Re: [PATCH] usb: cdc-wdm: close race between read and workqueue

From: Oliver Neukum
Date: Mon Apr 15 2024 - 07:09:14 EST




On 15.04.24 12:53, Bjørn Mork wrote:
Oliver Neukum <oneukum@xxxxxxxx> writes:
On 15.04.24 11:26, Bjørn Mork wrote:
Oliver Neukum <oneukum@xxxxxxxx> writes:
On 15.04.24 08:47, Bjørn Mork wrote:

urb from service_outstanding_interrupt(). That's why it was added. See
the explanation Robert wrote when introducing it:
https://git.kernel.org/pub/scm/linux/kernel/git/torvalds/linux.git/commit/drivers/usb/class/cdc-wdm.c?id=c1da59dad0ebd3f9bd238f3fff82b1f7ffda7829

Well, the explanation is correct in that we must read
data available. However, if the RESPONDING flag is set
and the URB submitted, we are already doing so.
Sounds reasonable. Except that the bug proves we didn't.

Why? I am afraid I do not get that part.

I don't get how it happens either. But that's the only thing changed by
the patch.

Now you have lost me. I agree that this is the only thing that the patch
changes, but how do you derive the consequences from that?

> If you are right that service_outstanding_interrupt can race
againts
itself (and I don't doubt that), then I guess this could also happen
between failure to submit the URB and clearing the flag?

Yes, it can.
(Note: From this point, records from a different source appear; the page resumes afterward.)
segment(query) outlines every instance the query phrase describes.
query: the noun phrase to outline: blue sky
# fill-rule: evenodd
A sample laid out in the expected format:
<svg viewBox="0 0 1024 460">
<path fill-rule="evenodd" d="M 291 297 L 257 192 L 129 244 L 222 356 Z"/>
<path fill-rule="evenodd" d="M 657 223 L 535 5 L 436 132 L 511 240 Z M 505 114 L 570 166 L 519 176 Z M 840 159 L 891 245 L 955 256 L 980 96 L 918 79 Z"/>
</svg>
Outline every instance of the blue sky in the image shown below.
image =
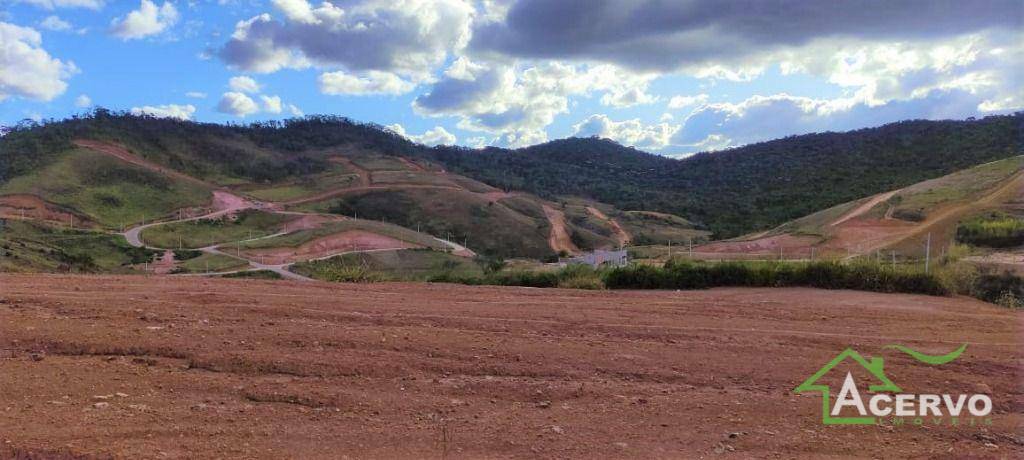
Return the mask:
<svg viewBox="0 0 1024 460">
<path fill-rule="evenodd" d="M 338 114 L 685 155 L 1024 106 L 1019 1 L 730 3 L 0 0 L 0 123 Z"/>
</svg>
In fact in this case the behavior should not change.
I am afraid we have a misunderstanding. It seems to me that in the
unchanged driver the result of service_outstanding_interrupt()
is undefined.
Please explain.

Sorry, I am so lost here that I am probably only confusing things. I doresp_count
not understand why we unlock &desc->iuspin around the usb_submit_urb
call. And git tells me I wrote that.

Dropping iuspin there allowed you to call usb_submit_urb() with GFP_KERNEL.
clear_wdm_read_flag(), as it then existed, could not race with itself because
its only caller wdm_read() is holding a mutex.

That, however, is not very material to the question at hand. iuspin at that
time protected only resp_count. Even today the URB itself is protected by
WDM_RESPONDING. (Which is why I think that test_and_set_bit is required)

Now, if we say that service_outstanding_interrupt() is racing with itself,
we have to ask why this is helpful. Do we at least agree that the regression
Aleksander is seeing is due to the removal of a race or are we looking at a side effect?

Regards
Oliver